What happens when you buy your dream house and within weeks of moving in, it takes on three feet of floodwater? These Cypress, Texas, homeowners had bought this charming mid-century with the idea of updating parts of it over an 18-month period. Instead, a renovation is underway.
The structure was in very good shape, having been maintained perfectly by its original owners. It’s what you call “a good honest house,” the homeowner says. In other words, it has excellent bones and was in great shape. Therefore, a major renovation was not needed at the time of purchase.
Yet, Hurricane Harvey had other plans, bringing in astounding, unrelenting torrents of rain. The homeowners moved their vehicles to a gas station with a somewhat elevated parking area. They quickly built little scaffolds upon which to place their motorcycles in the garage. They started moving furniture to the second floor.
Prior to the flood, they had put new carpet into the sunroom and replaced the flooring in the main living area. As the rains continued, they watched as floodwater began entering the home. Eventually, they had to get out with their dogs.
After the flooding subsided, they could see they had to push up their plans and quickly get started on a restoration project. Part of that rapid response entailed pulling up the house’s original hardwood flooring to dry it out. Same for the new carpet, which was recoverable (after drying and professional cleaning). Sadly, wood paneling in the living room was not able to be salvaged.
Before you can rebuild after a flood, it is imperative to ensure the structure is dry. In addition to tearing out wet drywall and insulation, fans are brought in to move the air and accelerate the drying process. Moisture meters are used to check the readings on the framing, walls and other areas.
What’s next? Given that their home project was no longer a matter of upgrades over time, but instead a major remodeling and renovation project, the homeowners decided to consider their options. They brought in an interior designer and fielded bids. All told, there were five different floor plans considered.
They opted to configure a master suite in a front corner of the house, including two walk-in closets, a large bath with a custom-built tub area and a large sunlit shower. The master suite is off a hallway that leads to the laundry room and powder room.

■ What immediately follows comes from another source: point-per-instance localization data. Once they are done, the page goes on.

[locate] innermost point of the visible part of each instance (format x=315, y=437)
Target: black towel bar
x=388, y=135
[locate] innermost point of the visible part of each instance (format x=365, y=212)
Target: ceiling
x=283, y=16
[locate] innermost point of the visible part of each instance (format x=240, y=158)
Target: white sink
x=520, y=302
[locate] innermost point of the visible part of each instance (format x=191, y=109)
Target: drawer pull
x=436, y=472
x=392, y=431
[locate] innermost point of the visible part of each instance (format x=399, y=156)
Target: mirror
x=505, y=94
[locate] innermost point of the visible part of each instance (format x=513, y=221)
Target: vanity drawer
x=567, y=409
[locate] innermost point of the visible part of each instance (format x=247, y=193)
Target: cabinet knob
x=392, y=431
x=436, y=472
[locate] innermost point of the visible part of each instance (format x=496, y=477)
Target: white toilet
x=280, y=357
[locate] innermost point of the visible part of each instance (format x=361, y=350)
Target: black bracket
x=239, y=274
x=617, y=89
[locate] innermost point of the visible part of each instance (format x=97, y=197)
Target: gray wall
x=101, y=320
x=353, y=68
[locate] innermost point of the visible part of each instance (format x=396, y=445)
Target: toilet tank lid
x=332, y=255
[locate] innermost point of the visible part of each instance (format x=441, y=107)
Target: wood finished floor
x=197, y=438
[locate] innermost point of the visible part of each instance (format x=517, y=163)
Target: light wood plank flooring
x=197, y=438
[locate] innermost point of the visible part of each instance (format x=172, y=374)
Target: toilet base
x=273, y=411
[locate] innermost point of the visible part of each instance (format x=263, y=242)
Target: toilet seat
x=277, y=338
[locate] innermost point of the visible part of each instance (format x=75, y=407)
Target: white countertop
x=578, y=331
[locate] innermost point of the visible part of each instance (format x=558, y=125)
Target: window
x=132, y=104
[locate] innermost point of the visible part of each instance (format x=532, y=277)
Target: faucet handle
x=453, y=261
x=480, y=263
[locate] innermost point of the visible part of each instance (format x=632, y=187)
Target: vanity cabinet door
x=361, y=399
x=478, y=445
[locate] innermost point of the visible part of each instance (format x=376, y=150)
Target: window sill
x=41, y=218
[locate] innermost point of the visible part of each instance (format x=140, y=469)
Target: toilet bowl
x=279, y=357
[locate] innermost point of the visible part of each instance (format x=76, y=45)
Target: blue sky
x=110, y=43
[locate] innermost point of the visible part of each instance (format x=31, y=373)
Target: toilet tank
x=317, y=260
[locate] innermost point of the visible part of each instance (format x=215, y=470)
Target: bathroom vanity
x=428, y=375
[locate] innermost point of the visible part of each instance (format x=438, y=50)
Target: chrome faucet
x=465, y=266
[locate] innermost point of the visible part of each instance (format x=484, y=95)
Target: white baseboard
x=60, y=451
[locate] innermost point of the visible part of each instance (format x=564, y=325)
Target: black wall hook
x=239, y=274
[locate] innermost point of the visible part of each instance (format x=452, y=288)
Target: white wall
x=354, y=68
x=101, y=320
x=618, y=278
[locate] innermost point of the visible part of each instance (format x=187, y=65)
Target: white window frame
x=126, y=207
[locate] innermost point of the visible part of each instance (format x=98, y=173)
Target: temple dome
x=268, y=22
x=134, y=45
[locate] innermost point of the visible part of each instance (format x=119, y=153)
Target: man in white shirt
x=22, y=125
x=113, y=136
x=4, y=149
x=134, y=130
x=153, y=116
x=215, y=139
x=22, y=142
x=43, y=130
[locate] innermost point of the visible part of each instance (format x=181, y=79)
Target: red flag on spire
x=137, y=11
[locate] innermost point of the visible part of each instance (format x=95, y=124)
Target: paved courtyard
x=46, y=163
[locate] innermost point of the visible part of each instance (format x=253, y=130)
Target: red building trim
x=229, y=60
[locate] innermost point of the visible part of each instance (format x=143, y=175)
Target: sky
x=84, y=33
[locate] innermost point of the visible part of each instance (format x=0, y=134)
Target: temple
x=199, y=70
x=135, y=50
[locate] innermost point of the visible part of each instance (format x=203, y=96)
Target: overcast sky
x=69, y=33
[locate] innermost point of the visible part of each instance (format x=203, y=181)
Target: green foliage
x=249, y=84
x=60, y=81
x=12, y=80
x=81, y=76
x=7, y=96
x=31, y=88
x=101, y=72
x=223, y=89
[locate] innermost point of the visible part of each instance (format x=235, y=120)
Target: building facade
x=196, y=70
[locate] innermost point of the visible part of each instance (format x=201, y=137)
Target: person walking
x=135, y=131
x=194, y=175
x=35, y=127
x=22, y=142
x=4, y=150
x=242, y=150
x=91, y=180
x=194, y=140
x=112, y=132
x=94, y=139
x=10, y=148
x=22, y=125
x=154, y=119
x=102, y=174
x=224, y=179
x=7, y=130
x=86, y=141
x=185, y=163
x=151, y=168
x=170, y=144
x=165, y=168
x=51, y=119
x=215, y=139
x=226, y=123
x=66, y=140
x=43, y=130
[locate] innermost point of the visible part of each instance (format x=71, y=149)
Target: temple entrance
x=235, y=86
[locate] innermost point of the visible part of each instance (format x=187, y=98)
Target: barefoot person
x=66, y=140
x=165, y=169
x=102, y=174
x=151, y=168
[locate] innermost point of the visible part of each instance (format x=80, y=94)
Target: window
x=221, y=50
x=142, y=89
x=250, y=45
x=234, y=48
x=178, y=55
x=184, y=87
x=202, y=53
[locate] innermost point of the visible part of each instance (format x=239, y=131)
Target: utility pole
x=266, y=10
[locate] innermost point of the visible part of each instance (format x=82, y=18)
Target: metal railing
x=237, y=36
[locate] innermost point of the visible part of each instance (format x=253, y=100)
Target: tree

A main hall was created by removing a closet near the front entryway. With this space opened up, arches were built to lead into the dining room and kitchen. This plan creates a natural flow and opens up the lines of the home’s interior.
Another structural change was to expand as well as cut out new windows. These will bring in far more light in the dining room and the living room, which had been fairly dark.
Three months after the storm, a lot of headway was made in the restoration and further remodeling is planned. The kitchen will be laid out with an island in the middle and the space fitted with new, custom cabinets.
As the project moves toward completion, with the new kitchen and master bathroom, we will keep you updated with the progress on this house remodel.